You first need to obtain some class probabilities (for reproducibility, this is what you already have):
# Computing some class probabilities for a 3 class problem using repeated cross validation
library(caret)
model <- train(x = iris[,1:2], y = iris[,5], method = 'svmLinear', trControl = trainControl(method = 'repeatedcv', number = 10, repeats = 10, classProbs = T, savePredictions = T))

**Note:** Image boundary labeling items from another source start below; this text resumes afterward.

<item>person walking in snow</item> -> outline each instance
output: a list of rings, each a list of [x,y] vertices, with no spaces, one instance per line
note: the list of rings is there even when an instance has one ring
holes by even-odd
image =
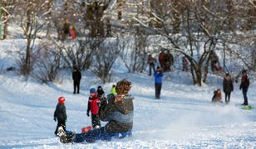
[[[162,89],[162,78],[164,74],[161,69],[157,66],[156,70],[154,72],[155,77],[155,99],[160,99]]]
[[[65,98],[60,97],[58,99],[58,103],[56,107],[53,120],[56,122],[57,120],[57,125],[54,133],[57,135],[57,129],[60,126],[62,126],[64,130],[66,131],[66,107],[65,107]]]
[[[240,90],[243,91],[244,95],[244,103],[242,105],[248,105],[248,98],[247,98],[247,91],[249,86],[249,79],[247,75],[246,70],[243,70],[242,72],[242,78],[241,78],[241,84],[240,84]]]
[[[221,90],[220,89],[218,89],[214,91],[214,96],[212,98],[212,103],[223,103],[221,101],[222,99],[222,95],[221,95]]]
[[[185,56],[182,57],[182,71],[189,70],[189,62]]]
[[[225,94],[225,103],[229,103],[230,101],[230,94],[234,90],[233,81],[230,74],[227,73],[223,80],[223,91]]]
[[[110,141],[112,137],[123,138],[130,136],[134,111],[134,98],[128,94],[130,89],[131,82],[122,79],[116,84],[117,95],[110,94],[106,96],[107,102],[100,108],[101,119],[107,122],[105,127],[84,133],[71,134],[60,128],[61,142],[94,142],[96,140]]]
[[[98,95],[98,99],[101,99],[103,95],[104,95],[105,92],[102,89],[101,86],[98,86],[98,89],[97,89],[97,95]]]
[[[76,67],[74,67],[74,70],[72,73],[72,79],[74,81],[74,94],[79,94],[80,89],[80,80],[81,79],[81,72],[78,70]]]
[[[91,117],[91,125],[93,128],[99,128],[101,127],[101,120],[99,117],[99,107],[101,100],[97,97],[97,93],[94,88],[90,89],[90,97],[88,99],[87,116]]]
[[[116,91],[116,85],[115,84],[112,85],[112,88],[111,89],[111,94],[113,94],[114,95],[117,94],[117,93]]]
[[[149,75],[150,76],[151,75],[151,71],[152,71],[152,69],[154,71],[155,71],[155,63],[156,62],[156,60],[152,56],[151,54],[149,55],[149,57],[148,57],[148,64],[149,64],[149,67],[150,67],[150,74]]]

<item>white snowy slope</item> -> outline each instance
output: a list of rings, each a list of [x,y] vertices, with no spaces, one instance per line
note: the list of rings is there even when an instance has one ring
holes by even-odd
[[[239,108],[243,102],[235,84],[229,105],[212,105],[215,85],[197,87],[185,73],[174,72],[165,78],[161,100],[154,99],[153,78],[145,74],[118,74],[116,80],[133,82],[135,97],[133,137],[111,142],[88,144],[60,143],[54,136],[57,123],[53,112],[59,96],[66,99],[69,130],[81,132],[90,125],[86,102],[91,87],[100,84],[94,75],[83,73],[81,94],[72,94],[69,74],[61,84],[41,84],[32,79],[5,73],[0,75],[0,148],[254,148],[256,147],[256,114]],[[211,78],[214,79],[214,78]],[[108,92],[111,84],[103,86]],[[255,84],[249,90],[249,103],[255,105]]]
[[[8,44],[8,42],[10,42]],[[229,105],[213,105],[214,89],[222,78],[210,75],[210,84],[193,85],[190,75],[175,71],[164,78],[161,99],[155,99],[154,79],[128,74],[115,66],[113,82],[102,84],[90,72],[82,72],[81,94],[72,94],[71,72],[62,72],[62,84],[42,84],[33,79],[4,72],[15,64],[12,41],[0,43],[0,148],[254,148],[256,147],[256,84],[248,96],[252,110],[240,109],[243,95],[234,84]],[[16,41],[17,42],[17,41]],[[22,45],[22,44],[21,44]],[[65,96],[68,130],[80,132],[91,124],[86,116],[89,89],[101,85],[106,93],[116,81],[133,83],[135,97],[132,137],[95,143],[62,144],[54,131],[53,113],[60,96]],[[224,94],[223,94],[224,99]],[[102,123],[104,125],[105,123]]]

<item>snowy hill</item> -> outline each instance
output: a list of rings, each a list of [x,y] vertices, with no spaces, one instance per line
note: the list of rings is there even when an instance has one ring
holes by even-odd
[[[1,54],[2,56],[2,54]],[[1,57],[2,57],[1,56]],[[2,57],[1,58],[2,59]],[[164,79],[161,99],[155,99],[154,79],[145,74],[115,74],[115,80],[128,78],[135,96],[133,137],[88,144],[62,144],[55,137],[53,112],[59,96],[66,99],[67,129],[81,132],[91,124],[86,116],[89,89],[100,84],[91,72],[83,72],[81,94],[72,94],[70,73],[62,84],[41,84],[12,72],[0,74],[0,148],[254,148],[256,147],[256,113],[239,108],[243,95],[234,84],[229,105],[213,105],[213,90],[222,79],[210,77],[214,85],[191,84],[186,73],[173,72]],[[117,77],[118,76],[118,77]],[[256,107],[251,84],[249,103]],[[224,97],[223,97],[224,98]]]

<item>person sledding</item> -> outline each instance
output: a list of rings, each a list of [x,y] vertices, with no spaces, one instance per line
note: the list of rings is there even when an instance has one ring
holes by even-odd
[[[99,107],[101,100],[98,99],[97,93],[94,88],[90,89],[90,97],[88,99],[87,116],[90,117],[90,111],[91,116],[91,126],[93,128],[99,128],[101,127],[101,120],[99,116]]]
[[[242,72],[241,84],[239,87],[239,89],[240,90],[242,89],[243,91],[244,103],[242,103],[242,105],[244,106],[247,106],[249,104],[248,98],[247,98],[247,91],[248,91],[249,84],[250,84],[250,81],[248,78],[247,72],[244,70]]]
[[[108,94],[106,103],[101,105],[100,118],[108,122],[105,127],[85,133],[67,134],[59,127],[58,134],[62,143],[94,142],[96,140],[110,141],[112,137],[122,138],[131,135],[133,127],[133,99],[128,93],[131,82],[122,79],[116,84],[117,95]]]
[[[57,104],[56,109],[54,111],[53,120],[55,122],[57,120],[57,125],[54,132],[55,135],[57,135],[57,129],[61,126],[63,127],[63,129],[66,132],[66,113],[65,107],[65,98],[63,96],[58,99],[58,103]]]

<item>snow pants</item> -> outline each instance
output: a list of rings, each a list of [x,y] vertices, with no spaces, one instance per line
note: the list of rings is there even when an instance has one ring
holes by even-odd
[[[76,91],[76,89],[77,89],[77,91]],[[80,81],[74,80],[74,94],[76,93],[79,94],[79,89],[80,89]]]
[[[243,89],[244,104],[248,104],[247,89]]]
[[[98,114],[91,113],[91,126],[95,128],[96,126],[101,127],[101,119]]]

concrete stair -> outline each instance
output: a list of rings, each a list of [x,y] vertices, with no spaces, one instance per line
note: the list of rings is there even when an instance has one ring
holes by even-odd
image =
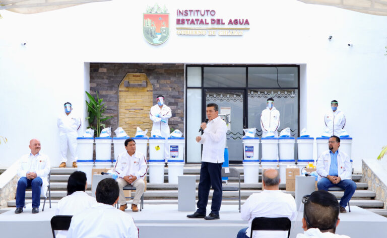
[[[234,167],[234,166],[233,166]],[[254,193],[260,192],[262,189],[262,184],[259,182],[257,184],[245,184],[243,183],[243,167],[241,166],[236,165],[235,168],[237,168],[241,173],[241,197],[242,202],[244,201]],[[184,174],[188,175],[196,175],[197,176],[197,188],[199,184],[200,166],[196,165],[188,165],[184,167]],[[69,168],[66,169],[62,168],[53,168],[51,169],[51,202],[57,203],[61,198],[66,196],[67,194],[67,181],[69,176],[73,172],[76,170],[76,169]],[[375,193],[374,192],[368,189],[368,184],[366,183],[361,183],[359,182],[361,179],[361,174],[353,174],[352,179],[356,183],[357,189],[355,192],[353,196],[351,199],[350,204],[353,206],[358,206],[364,209],[369,210],[375,213],[387,217],[387,210],[383,209],[383,203],[381,201],[375,200]],[[261,176],[260,181],[261,181]],[[148,179],[149,182],[149,179]],[[173,184],[168,183],[168,169],[166,168],[165,171],[164,184],[149,184],[147,185],[147,192],[144,193],[145,203],[145,204],[177,204],[177,184]],[[237,181],[229,180],[227,185],[237,186],[238,185]],[[88,186],[88,190],[87,192],[91,194],[91,186],[89,184]],[[289,192],[285,191],[285,185],[284,184],[280,185],[280,189],[283,190],[284,192],[292,194],[294,196],[294,192]],[[344,192],[343,191],[331,191],[338,199],[343,196]],[[31,196],[30,191],[26,192],[26,196]],[[198,192],[197,191],[197,196]],[[210,192],[210,196],[212,196],[212,191]],[[237,192],[224,192],[223,197],[237,197]],[[26,200],[27,203],[32,203],[32,200]],[[42,203],[43,200],[42,200]],[[46,201],[46,206],[47,206],[48,200]],[[211,203],[211,199],[209,202]],[[237,201],[222,201],[222,204],[237,204]],[[15,200],[9,201],[8,202],[9,207],[16,206]]]

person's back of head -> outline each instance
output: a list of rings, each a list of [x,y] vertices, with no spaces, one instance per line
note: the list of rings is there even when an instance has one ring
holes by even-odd
[[[118,198],[118,184],[113,179],[105,179],[98,183],[95,191],[97,202],[108,205],[114,204]]]
[[[266,170],[262,174],[262,181],[265,189],[278,190],[280,184],[280,174],[275,169]]]
[[[70,175],[67,182],[67,195],[77,191],[85,191],[86,189],[86,174],[82,171],[76,171]]]
[[[340,209],[335,195],[326,191],[316,191],[304,197],[304,202],[303,228],[305,230],[318,228],[323,232],[335,233],[340,222]]]

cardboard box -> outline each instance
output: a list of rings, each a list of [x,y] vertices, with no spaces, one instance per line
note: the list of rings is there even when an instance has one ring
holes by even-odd
[[[286,191],[296,191],[296,180],[286,180]]]
[[[298,168],[286,168],[286,182],[288,180],[295,180],[296,176],[300,175],[300,169]],[[294,191],[294,190],[293,190]]]

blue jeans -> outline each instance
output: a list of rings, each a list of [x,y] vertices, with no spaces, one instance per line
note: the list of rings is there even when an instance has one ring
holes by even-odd
[[[247,229],[247,228],[248,227],[243,228],[239,230],[239,232],[236,235],[236,238],[249,238],[248,236],[246,235],[246,230]]]
[[[23,207],[25,202],[26,189],[31,187],[32,189],[32,207],[39,207],[40,205],[40,190],[43,181],[37,177],[34,179],[28,179],[22,177],[18,181],[16,188],[16,207]]]
[[[219,214],[222,194],[222,164],[202,162],[200,180],[198,188],[198,210],[196,210],[199,213],[206,214],[210,188],[212,187],[214,193],[212,195],[211,213]]]
[[[340,181],[337,184],[334,184],[327,178],[322,178],[317,183],[317,187],[319,190],[328,191],[328,189],[332,187],[339,187],[344,190],[344,195],[340,199],[340,206],[345,208],[348,202],[352,197],[356,190],[356,184],[350,179],[346,179]]]

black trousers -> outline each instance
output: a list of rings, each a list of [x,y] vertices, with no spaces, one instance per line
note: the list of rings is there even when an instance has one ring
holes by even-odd
[[[212,187],[214,193],[212,195],[211,213],[219,214],[220,205],[222,204],[222,164],[202,162],[198,191],[198,210],[196,211],[200,214],[206,214],[210,188]]]

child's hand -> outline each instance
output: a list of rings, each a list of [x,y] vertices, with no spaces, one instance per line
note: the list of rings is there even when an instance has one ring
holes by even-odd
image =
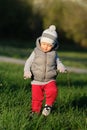
[[[31,72],[24,72],[24,79],[31,78],[32,74]]]
[[[65,67],[60,67],[60,68],[58,69],[58,71],[59,71],[60,73],[66,73],[66,72],[67,72],[67,69],[66,69]]]

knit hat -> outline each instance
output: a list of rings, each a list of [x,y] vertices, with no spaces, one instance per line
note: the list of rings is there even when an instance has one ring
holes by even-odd
[[[51,25],[48,29],[43,31],[41,42],[46,42],[54,46],[57,43],[57,38],[56,26]]]

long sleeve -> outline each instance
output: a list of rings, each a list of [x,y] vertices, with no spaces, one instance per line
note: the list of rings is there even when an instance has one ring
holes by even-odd
[[[63,65],[63,63],[60,61],[58,55],[56,56],[56,62],[57,62],[57,70],[59,72],[65,72],[66,71],[66,67]]]
[[[25,62],[25,66],[24,66],[24,72],[30,72],[30,67],[32,65],[32,62],[34,60],[35,57],[35,53],[34,51],[31,53],[31,55],[29,56],[29,58],[26,60]]]

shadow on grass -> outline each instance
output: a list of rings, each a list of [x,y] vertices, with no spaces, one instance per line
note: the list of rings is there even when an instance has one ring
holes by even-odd
[[[77,109],[82,111],[87,111],[87,96],[83,95],[79,98],[74,98],[72,101],[69,101],[67,103],[59,103],[54,104],[52,112],[55,113],[55,111],[58,110],[58,112],[63,113],[65,111],[69,111],[69,109]]]
[[[78,109],[87,108],[87,96],[84,95],[84,96],[80,97],[79,99],[74,99],[71,102],[71,106],[74,108],[78,107]]]

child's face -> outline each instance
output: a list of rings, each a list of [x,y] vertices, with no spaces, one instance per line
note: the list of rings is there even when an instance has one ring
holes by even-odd
[[[41,42],[41,49],[43,52],[51,51],[52,48],[53,48],[53,46],[50,45],[49,43]]]

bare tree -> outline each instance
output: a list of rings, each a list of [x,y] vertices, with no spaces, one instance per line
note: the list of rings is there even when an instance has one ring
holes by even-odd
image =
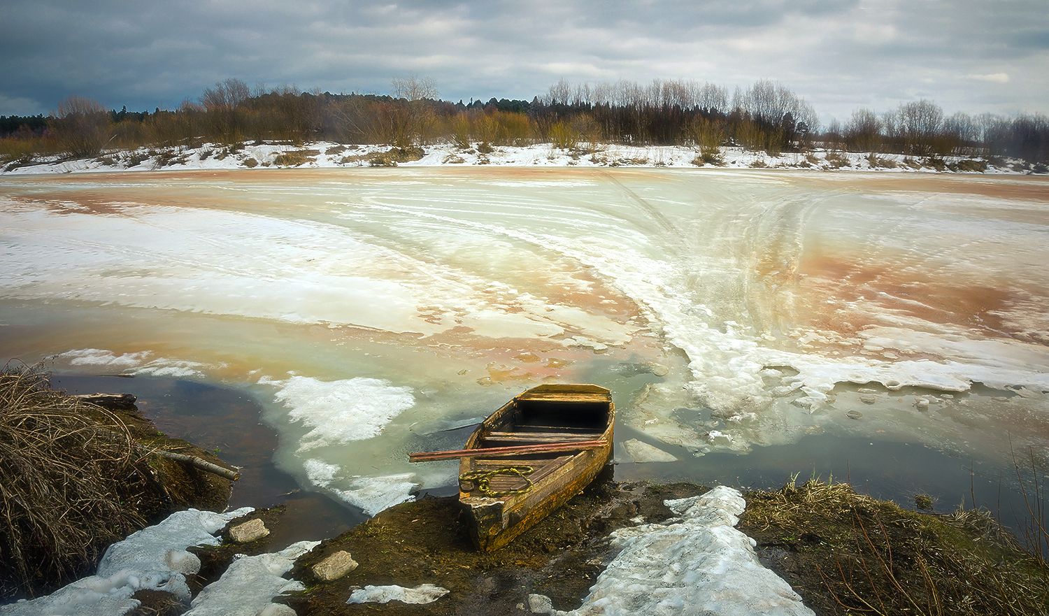
[[[900,105],[899,131],[904,147],[913,154],[927,155],[936,151],[936,140],[943,124],[943,109],[922,99]]]
[[[249,98],[251,90],[248,84],[233,78],[216,83],[213,88],[206,88],[200,97],[200,104],[208,112],[213,131],[227,143],[239,141],[241,136],[242,123],[239,121],[237,107]]]
[[[59,146],[72,156],[93,156],[110,139],[106,108],[84,97],[59,103],[49,124]]]
[[[870,109],[857,109],[849,119],[843,136],[853,151],[877,152],[881,143],[881,121]]]

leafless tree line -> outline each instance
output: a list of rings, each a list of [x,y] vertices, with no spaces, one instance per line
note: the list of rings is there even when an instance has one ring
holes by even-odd
[[[392,95],[331,94],[294,87],[250,88],[228,79],[174,111],[106,111],[71,97],[46,129],[0,135],[0,156],[34,151],[97,155],[107,147],[234,144],[251,140],[390,144],[401,148],[437,141],[561,148],[600,143],[688,145],[715,155],[725,145],[776,154],[817,146],[913,155],[1011,155],[1049,158],[1044,115],[945,115],[930,101],[901,104],[883,113],[857,109],[842,125],[820,130],[815,110],[786,86],[762,80],[731,92],[688,80],[570,83],[559,81],[527,101],[463,102],[437,95],[432,81],[394,80]],[[6,119],[9,120],[9,119]],[[12,125],[6,122],[6,125]]]

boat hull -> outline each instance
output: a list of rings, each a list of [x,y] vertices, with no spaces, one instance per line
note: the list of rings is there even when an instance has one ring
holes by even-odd
[[[550,387],[550,386],[545,386]],[[563,387],[573,387],[565,385]],[[594,387],[594,386],[591,386]],[[459,502],[466,513],[470,536],[474,545],[481,551],[493,551],[502,548],[521,533],[535,526],[551,512],[568,503],[573,496],[583,491],[607,464],[613,451],[613,436],[615,427],[615,405],[606,389],[602,389],[607,401],[607,421],[600,433],[600,439],[606,445],[596,449],[578,451],[570,456],[557,456],[547,460],[537,456],[534,462],[556,464],[549,473],[536,480],[531,487],[522,492],[504,496],[478,494],[474,486],[461,481]],[[533,391],[530,389],[529,391]],[[526,391],[513,401],[504,405],[488,418],[468,439],[466,448],[479,448],[485,434],[495,427],[505,425],[507,417],[515,412],[515,403],[529,394]],[[502,433],[502,432],[498,432]],[[568,460],[562,460],[568,458]],[[527,465],[529,460],[508,461],[507,465]],[[471,460],[464,460],[461,474],[475,470]]]

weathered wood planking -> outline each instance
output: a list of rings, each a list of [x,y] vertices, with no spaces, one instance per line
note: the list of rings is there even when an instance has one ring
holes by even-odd
[[[584,423],[580,417],[570,417],[574,407],[579,409],[580,415],[598,412],[601,424],[595,426],[596,429],[574,425]],[[542,421],[531,421],[526,417],[529,412],[539,412]],[[557,419],[558,412],[563,412],[565,420],[572,420],[566,422],[572,425],[560,426],[549,421]],[[577,438],[593,439],[599,434],[596,441],[601,446],[569,455],[547,451],[513,460],[464,458],[459,462],[461,475],[497,469],[500,462],[506,466],[532,466],[535,469],[529,475],[531,489],[520,494],[493,497],[476,491],[472,482],[461,484],[459,502],[467,511],[470,534],[477,548],[491,551],[506,546],[593,482],[612,455],[615,416],[612,394],[604,387],[540,385],[523,391],[487,418],[467,439],[465,449],[487,450],[487,443],[498,443],[500,440],[532,442],[527,436],[529,430],[537,434],[539,442],[553,441],[555,436],[559,443],[564,443]],[[562,428],[583,433],[551,432]],[[528,482],[516,475],[494,475],[489,485],[495,491],[505,491],[520,489]]]

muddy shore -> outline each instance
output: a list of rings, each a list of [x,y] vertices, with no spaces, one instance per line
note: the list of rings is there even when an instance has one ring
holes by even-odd
[[[528,597],[550,597],[556,610],[579,608],[616,556],[608,534],[664,523],[668,498],[701,494],[692,484],[615,483],[599,477],[566,506],[494,553],[473,550],[455,497],[425,497],[381,512],[322,541],[301,557],[290,577],[305,590],[276,599],[299,616],[336,614],[506,615],[530,613]],[[987,515],[938,515],[903,509],[855,493],[844,484],[810,482],[746,494],[740,530],[755,539],[762,562],[787,580],[819,616],[873,606],[885,614],[1043,614],[1049,607],[1049,568],[1026,553]],[[282,549],[283,510],[233,521],[223,543],[196,550],[210,582],[237,553]],[[277,529],[248,545],[229,540],[229,528],[261,517]],[[344,550],[359,567],[324,582],[312,567]],[[448,589],[431,603],[347,604],[364,586]]]

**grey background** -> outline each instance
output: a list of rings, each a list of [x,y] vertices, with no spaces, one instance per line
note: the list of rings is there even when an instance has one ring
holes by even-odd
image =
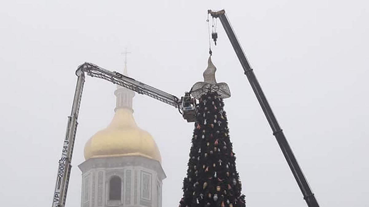
[[[123,70],[178,96],[202,79],[208,8],[226,10],[321,206],[369,206],[369,19],[366,1],[2,1],[0,200],[51,204],[77,66]],[[306,206],[219,24],[214,49],[248,206]],[[80,205],[86,141],[114,114],[115,86],[88,77],[67,206]],[[155,138],[168,178],[163,206],[182,196],[193,125],[141,95],[134,116]]]

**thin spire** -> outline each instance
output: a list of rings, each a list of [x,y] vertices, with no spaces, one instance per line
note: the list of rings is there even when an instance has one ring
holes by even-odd
[[[124,69],[123,71],[123,74],[124,75],[128,75],[128,72],[127,70],[127,54],[131,53],[131,52],[127,51],[127,48],[125,48],[125,51],[121,53],[121,54],[124,54]]]

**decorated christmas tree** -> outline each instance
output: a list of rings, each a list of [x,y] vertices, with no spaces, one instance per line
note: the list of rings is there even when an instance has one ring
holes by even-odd
[[[230,93],[226,83],[217,83],[216,70],[209,57],[204,82],[192,88],[199,101],[180,207],[245,206],[224,110]]]

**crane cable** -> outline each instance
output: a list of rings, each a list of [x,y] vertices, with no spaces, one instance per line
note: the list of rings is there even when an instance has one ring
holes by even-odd
[[[206,19],[206,21],[208,23],[208,35],[209,37],[209,54],[210,56],[211,56],[213,54],[213,51],[211,51],[211,40],[210,40],[210,22],[209,21],[209,14],[208,13],[208,18]]]

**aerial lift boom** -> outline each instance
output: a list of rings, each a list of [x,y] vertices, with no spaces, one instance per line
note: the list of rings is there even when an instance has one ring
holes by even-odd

# those are the class probabilities for each sample
> model$pred
pred obs setosa versicolor virginica rowIndex C Resample
[...]
11 virginica virginica 1.202911e-02 0.411723759 0.57624713 116 1 Fold01.Rep01
12 versicolor virginica 4.970032e-02 0.692146087 0.25815359 122 1 Fold01.Rep01
13 virginica virginica 5.258769e-03 0.310586094 0.68415514 125 1 Fold01.Rep01
14 virginica virginica 4.321882e-05 0.202372698 0.79758408 131 1 Fold01.Rep01
15 versicolor virginica 1.057353e-03 0.559993337 0.43894931 147 1 Fold01.Rep01
[...]
Now you can look at the ROC curve for each class individually. For each curve, the FRR indicates the rate how often samples of this class were predicted as samples of some other class, while the FAR indicates the rate how often a sample of some other class was predicted as a sample of this class:
plot(roc(predictor = model$pred$setosa, response = model$pred$obs=='setosa'), xlab = 'FAR', ylab = '1-FRR')
plot(roc(predictor = model$pred$versicolor, response = model$pred$obs=='versicolor'), add=T, col=2)
plot(roc(predictor = model$pred$virginica, response = model$pred$obs=='virginica'), add=T, col=3)
legend('bottomright', legend = c('setosa', 'versicolor', 'virginica'), col=1:3, lty=1)
As mentioned before, you could instead also look at the ROC curve for each pair of classes, but IMHO this transports much more information, hence it is more complicated/takes longer to grasp the contained information.